I drafted a very simple pattern. I started with Marcy Tilton's top (Vogue 8582) because I had just used it and I knew it fit me well. (I highly recommend this pattern!) I copied off the neck and shoulder lines and marked the width of the top. I extended the shoulder line to the length of a long sleeve, measured the finished length I wanted, and connected the lines with a gentle curve. Voila, a dolman pattern I knew would fit me.
You can see the dolman line here:
Because of a trick I learned years ago, I was able to draft a single pattern piece. The only difference between the front and back was the neck curve, so I drew both on the pattern, cut the paper pattern on both lines, but didn't completely cut through the front neckline at CF. I left a little "hinge", reinforced with tape, so I can cut both front and back by moving that little piece up or down on the fabric.
This top features:
- The Reverse Binding for Single Knits (posted earlier today) at the neckline.
- A similar technique at CF. I cut a 1" S/A at CF and sewed the fabric, wrong sides together, letting the fabric curl at CF. Later I decided 1" was too much and I trimmed it down a bit. Probably 5/8" S/A is be best. (This worked because I cut the top with the selvedge along the hem of the top -- 90 degrees off from the usual grainline.
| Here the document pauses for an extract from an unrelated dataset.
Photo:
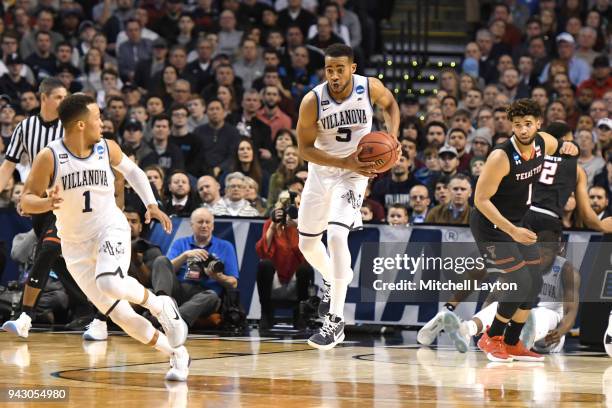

So the knit runs vertically rather than horizontally.)
- A floating pocket.
- A back that is a few inches longer than the front. (Still deciding if I like this.)
That's it. I just love this sweatshirt and plan to make up several more in different fabrics - it's very quick to sew, comfortable to wear, and flattering on my challenging shape (which I fondly refer to as "potato on toothpicks"). My only challenge came from using raw edge techniques with this particular fabric. I think this fabric is what we used to call (years ago) a French Terry. The right side is the usual interlock fabric, but the wrong side is a knit terry with little white loops. While the raw edge of the grey (interlock) is well behaved, the terry side drops bits of white string and ravels badly. I tried a couple techniques to tame it (like Fray Check), but in the end, I sewed down my little rolled "tubes." I suspect that, over time, the terry side would stop dropping lint and behave, but I didn't want to take that chance.